Dilarang Ada Makan-makan saat Halal Bihalal, Mendagri Terbitkan SE pada Kepala Daerah
Menteri Dalam Negeri (Mendagri) Muhammad Tito Karnavian mengeluarkan Surat Edaran (SE) Nomor Nomor: 003/2219/SJ tentang Pelaksanaan Halal Bihalal pada perayaan Idul Fitri Tahun 1443 H/2022. (foto:istimewa)

JAKARTA, MAGELANGEKSPRES.COM-Kementerian Dalam Negeri mengingatkan semua pihak agar mewaspadai makan-makan saat halal bihalal Idul Fitri berpotensi terjadi penularan Covid-19.
Dirjen Bina Adwil Kemendagri Safrizal ZA mengatakan, pemerintah memahami bahwa momen perayaan Idul Fitri kali ini sangat ditunggu-tunggu oleh masyarakat.
”Surat diterbitkan dalam rangka memberikan atensi terhadap kegiatan yang berpotensi menimbulkan kerumunan,” terangnya.
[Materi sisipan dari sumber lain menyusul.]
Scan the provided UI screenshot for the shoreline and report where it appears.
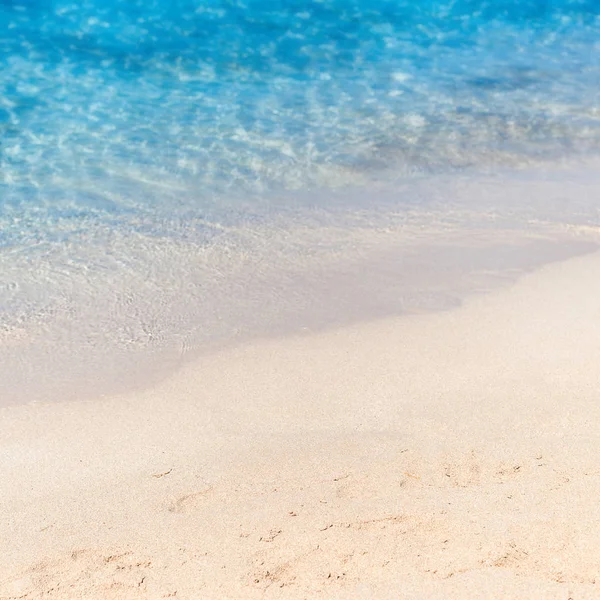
[0,247,600,600]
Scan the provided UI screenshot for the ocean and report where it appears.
[0,0,600,402]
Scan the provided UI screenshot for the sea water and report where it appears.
[0,0,600,404]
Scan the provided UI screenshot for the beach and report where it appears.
[0,246,600,600]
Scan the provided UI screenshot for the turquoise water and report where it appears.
[0,0,600,404]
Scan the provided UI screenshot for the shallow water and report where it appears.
[0,0,600,404]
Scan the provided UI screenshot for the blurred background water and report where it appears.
[0,0,600,404]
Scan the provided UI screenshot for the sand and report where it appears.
[0,254,600,600]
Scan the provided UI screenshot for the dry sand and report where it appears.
[0,254,600,600]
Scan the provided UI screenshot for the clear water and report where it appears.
[0,0,600,404]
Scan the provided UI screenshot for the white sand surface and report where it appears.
[0,254,600,600]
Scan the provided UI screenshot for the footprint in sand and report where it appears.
[168,486,213,514]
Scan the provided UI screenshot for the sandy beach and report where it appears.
[0,245,600,600]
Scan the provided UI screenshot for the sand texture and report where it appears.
[0,254,600,600]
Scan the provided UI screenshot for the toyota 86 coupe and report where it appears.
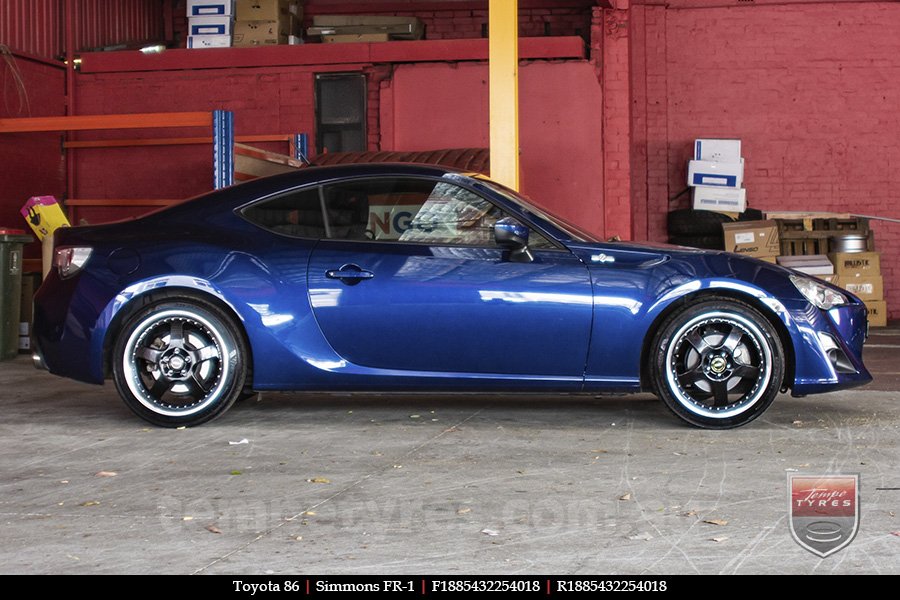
[33,164,871,429]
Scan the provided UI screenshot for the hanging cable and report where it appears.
[0,44,31,117]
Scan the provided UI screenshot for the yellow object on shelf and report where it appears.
[19,196,69,241]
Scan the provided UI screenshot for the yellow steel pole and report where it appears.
[488,0,519,190]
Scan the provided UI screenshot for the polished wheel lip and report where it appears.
[122,308,234,417]
[665,310,773,419]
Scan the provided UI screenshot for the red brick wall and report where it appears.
[0,57,66,248]
[631,0,900,318]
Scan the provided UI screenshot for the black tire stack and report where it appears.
[668,208,762,250]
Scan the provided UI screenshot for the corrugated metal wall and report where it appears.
[0,0,65,58]
[75,0,163,50]
[0,0,165,59]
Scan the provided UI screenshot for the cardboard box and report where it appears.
[188,15,233,35]
[688,159,744,188]
[722,221,781,258]
[828,252,881,275]
[322,33,391,44]
[832,275,884,302]
[19,196,69,240]
[866,300,887,327]
[232,15,297,48]
[778,254,834,276]
[234,0,303,21]
[188,35,231,48]
[694,185,747,213]
[187,0,234,17]
[694,138,741,163]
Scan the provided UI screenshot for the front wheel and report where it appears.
[651,300,784,429]
[112,300,248,427]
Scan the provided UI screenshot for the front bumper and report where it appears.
[789,299,872,396]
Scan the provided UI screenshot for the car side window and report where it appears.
[241,187,326,239]
[243,177,556,249]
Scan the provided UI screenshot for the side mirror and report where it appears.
[494,217,534,262]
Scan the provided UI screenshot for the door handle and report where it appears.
[325,264,375,285]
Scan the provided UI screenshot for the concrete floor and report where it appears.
[0,329,900,574]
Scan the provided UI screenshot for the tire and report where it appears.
[669,235,725,250]
[668,208,734,237]
[112,299,249,427]
[651,299,784,429]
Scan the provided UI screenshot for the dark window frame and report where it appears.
[315,72,368,154]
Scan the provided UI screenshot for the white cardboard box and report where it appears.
[694,185,747,217]
[187,0,234,17]
[188,35,231,48]
[688,159,744,188]
[694,138,741,162]
[776,254,834,275]
[188,15,233,35]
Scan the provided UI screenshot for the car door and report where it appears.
[308,177,592,378]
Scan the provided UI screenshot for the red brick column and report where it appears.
[591,0,633,239]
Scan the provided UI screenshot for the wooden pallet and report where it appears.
[775,217,875,256]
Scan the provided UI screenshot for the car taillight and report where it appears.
[53,246,91,279]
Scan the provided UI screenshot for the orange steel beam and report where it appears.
[65,198,182,206]
[0,112,212,133]
[63,134,293,148]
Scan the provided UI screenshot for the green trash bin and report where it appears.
[0,227,33,360]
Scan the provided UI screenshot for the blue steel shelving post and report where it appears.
[213,110,234,190]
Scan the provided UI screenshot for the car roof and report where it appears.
[179,163,466,212]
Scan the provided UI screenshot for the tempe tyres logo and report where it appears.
[788,473,859,558]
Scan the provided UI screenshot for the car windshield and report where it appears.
[474,175,601,242]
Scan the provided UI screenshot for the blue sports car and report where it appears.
[34,164,871,429]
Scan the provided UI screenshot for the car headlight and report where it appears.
[790,275,847,310]
[53,246,91,279]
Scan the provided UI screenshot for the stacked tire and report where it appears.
[668,208,762,250]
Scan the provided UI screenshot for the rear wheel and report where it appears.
[652,300,784,429]
[112,299,249,427]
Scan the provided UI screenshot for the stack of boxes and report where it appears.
[722,221,781,263]
[234,0,303,48]
[688,138,747,216]
[826,252,887,327]
[187,0,234,48]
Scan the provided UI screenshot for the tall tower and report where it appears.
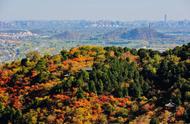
[164,14,167,23]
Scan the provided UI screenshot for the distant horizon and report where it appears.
[0,0,190,21]
[0,19,190,22]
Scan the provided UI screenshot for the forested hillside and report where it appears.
[0,43,190,124]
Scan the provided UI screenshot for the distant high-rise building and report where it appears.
[164,14,167,23]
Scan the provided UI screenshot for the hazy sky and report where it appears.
[0,0,190,21]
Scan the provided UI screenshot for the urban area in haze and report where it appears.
[0,0,190,124]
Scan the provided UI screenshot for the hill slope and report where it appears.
[0,44,190,124]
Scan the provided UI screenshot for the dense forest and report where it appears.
[0,43,190,124]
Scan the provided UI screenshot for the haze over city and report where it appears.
[0,0,190,21]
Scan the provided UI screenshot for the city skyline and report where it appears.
[0,0,190,21]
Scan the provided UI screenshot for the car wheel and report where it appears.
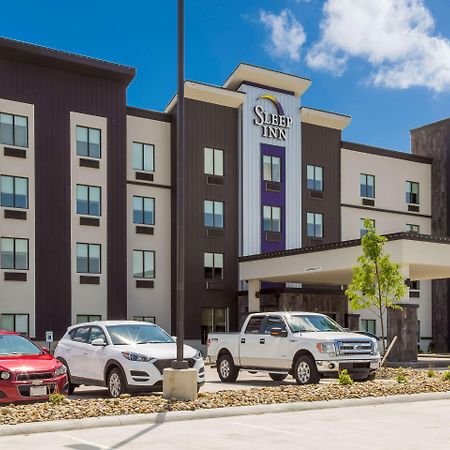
[294,355,320,384]
[269,373,287,381]
[217,354,239,383]
[106,367,126,398]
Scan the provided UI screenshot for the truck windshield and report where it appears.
[286,314,344,333]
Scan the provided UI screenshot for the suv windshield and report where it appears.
[0,334,44,356]
[286,314,344,333]
[106,324,175,345]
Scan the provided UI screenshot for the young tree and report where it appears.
[345,219,407,352]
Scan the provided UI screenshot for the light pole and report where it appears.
[172,0,189,369]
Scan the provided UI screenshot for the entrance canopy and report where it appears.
[239,233,450,285]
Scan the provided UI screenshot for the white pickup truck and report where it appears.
[208,311,380,384]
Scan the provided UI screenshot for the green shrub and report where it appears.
[397,367,408,383]
[339,369,353,386]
Menteri Dalam Negeri (Mendagri) Muhammad Tito Karnavian mengeluarkan Surat Edaran (SE) Nomor Nomor: 003/2219/SJ tentang Pelaksanaan Halal Bihalal pada perayaan Idul Fitri Tahun 1443 H/2022.
Terbitnya SE tersebut sehubungan dengan perayaan Hari Raya ldul Fitri Tahun 1443 H/2022 untuk mencegah terjadinya peningkatan jumlah kasus Corona Virus Disease (Covid-19)
Mendagri menginstruksikan kepada Gubernur dan Bupati/Wali kota untuk memperhatikan kegiatan halal bihalal disesuaikan dengan level daerah kabupaten/kota.
Sementara 75 persen berlaku untuk daerah yang masuk kategori level dua dan 100 untuk daerah yang masuk kategori level 1. “Untuk kegiatan halal bi halal dengan jumlah di atas 100 orang, makanan, minuman disediakan dalam kemasan yang bisa dibawa pulang,” jelasnya.
Tidak diperbolehkan ada makanan atau minuman yang disajikan di tempat (prasmanan, red). Harus dihindari  acara  makan-makan ramai yang membuat peserta membuka  masker, karena rawan penularan Covid-19.
Diminta melaksanakan  protokol  kesehatan  secara lebih ketat yang pengaturannya dengan memakai masker, mencuci tangan dan menggunakan hand sanitizer secara berkala. (dis/me)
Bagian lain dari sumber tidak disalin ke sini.